QSO absorption-line systems and early chemical evolution

Heavy-element absorption-line systems in spectra of QSOs represent unique probes of gas at high redshifts, An understanding of these systems will be important for theories of galaxy formation and large-scale structure. By using spectroscopic studies to obtain abundances in QSO absorption-line systems at different redshifts, it is possible to observe clues to the nucleosynthetic history of objects, at a large range in redshift, that are presumably at different points in their evolution. In principle, one could imagine using abundance ratios to identify absorbing gas in which the heavy elements are predominantly those produced in Type II SNe (as are the Galactic halo and oldest disk stars) and those which have a mixture of the products of Type I and Type II SNe (like the gas and young stars of the Galactic disk), We review the present state of abundance measurements in damped Lyman-alpha systems, as well as recent results of studies of Galactic halo-star and interstellar abundances. We also briefly discuss the results of imaging studies of fields around QSOs showing absorption by intervening gas, and the results of statistical analyses of the change in number of observed QSO absorption-line systems with redshift. The range of overall abundances (10(-0.5) to 10(-3) solar) found in the absorbers (at redshifts of 0.6-3.4) overlaps the range found in Galactic halo stars. Specific, measurable tracers of supernova activity and dust grain formation in the absorber population are identified. While the available data for O and S are sparse, there is evidence for systems with [Si/Fe]similar to+0.4, a distinguishing characteristic of Galactic halo-star abundances. Dust-free gas with halo-star abundances and solar-metallicity gas with a Galactic cold-cloud depletion pattern are excluded by existing data. Additional observations of absorption-line systems with 10(19)<N(H I)<10(22) to obtain abundances of Al, Si, S, Mn, Fe, and Zn are needed.

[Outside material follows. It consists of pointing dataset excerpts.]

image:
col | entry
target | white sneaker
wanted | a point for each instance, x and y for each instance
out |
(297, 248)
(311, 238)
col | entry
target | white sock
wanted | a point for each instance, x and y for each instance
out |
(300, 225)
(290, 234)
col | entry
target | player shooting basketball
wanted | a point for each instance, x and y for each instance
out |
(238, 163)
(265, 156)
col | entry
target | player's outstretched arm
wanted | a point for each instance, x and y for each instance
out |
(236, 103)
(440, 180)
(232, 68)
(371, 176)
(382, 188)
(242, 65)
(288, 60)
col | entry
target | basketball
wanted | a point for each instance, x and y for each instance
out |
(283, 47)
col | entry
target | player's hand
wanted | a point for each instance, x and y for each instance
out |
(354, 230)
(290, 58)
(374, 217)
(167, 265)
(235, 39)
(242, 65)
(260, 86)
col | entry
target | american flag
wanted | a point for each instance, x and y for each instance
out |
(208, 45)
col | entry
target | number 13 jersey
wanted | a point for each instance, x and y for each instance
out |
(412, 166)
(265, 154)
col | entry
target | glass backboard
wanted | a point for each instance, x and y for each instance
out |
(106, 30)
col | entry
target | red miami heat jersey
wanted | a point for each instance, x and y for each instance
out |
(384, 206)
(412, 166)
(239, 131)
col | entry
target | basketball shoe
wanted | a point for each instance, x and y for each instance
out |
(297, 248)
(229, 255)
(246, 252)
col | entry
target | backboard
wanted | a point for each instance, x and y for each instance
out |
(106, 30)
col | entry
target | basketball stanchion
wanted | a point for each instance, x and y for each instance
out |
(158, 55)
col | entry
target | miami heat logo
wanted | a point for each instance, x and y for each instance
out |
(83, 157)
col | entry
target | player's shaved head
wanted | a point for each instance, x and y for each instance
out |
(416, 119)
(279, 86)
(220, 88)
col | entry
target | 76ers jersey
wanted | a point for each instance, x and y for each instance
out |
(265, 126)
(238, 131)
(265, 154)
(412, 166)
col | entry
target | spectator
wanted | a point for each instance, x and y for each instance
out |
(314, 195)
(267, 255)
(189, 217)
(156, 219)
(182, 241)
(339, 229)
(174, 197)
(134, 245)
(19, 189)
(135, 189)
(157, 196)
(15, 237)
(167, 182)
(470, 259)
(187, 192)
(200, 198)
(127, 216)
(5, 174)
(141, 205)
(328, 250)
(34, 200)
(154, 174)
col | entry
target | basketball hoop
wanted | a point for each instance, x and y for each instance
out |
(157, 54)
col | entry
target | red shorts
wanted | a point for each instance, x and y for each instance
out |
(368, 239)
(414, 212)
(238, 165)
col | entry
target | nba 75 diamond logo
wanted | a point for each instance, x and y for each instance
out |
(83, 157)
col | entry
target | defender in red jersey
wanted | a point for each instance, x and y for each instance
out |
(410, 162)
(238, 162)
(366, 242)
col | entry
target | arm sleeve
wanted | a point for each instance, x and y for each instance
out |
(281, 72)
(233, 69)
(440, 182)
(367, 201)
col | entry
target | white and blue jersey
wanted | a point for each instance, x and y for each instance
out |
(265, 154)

High spectral resolution is critical so that H I and H Ir regions may be identified and separated; otherwise the derived abundances are only upper limits. Future observations of O, N, Ca, Ti, and Cr should shed new light on the origin of the elements and of grains in the absorbers, Observed cosmic time scales for elemental buildup can lead to specific predictions for the typical rates of Type I and Type II SNe as a function of redshift.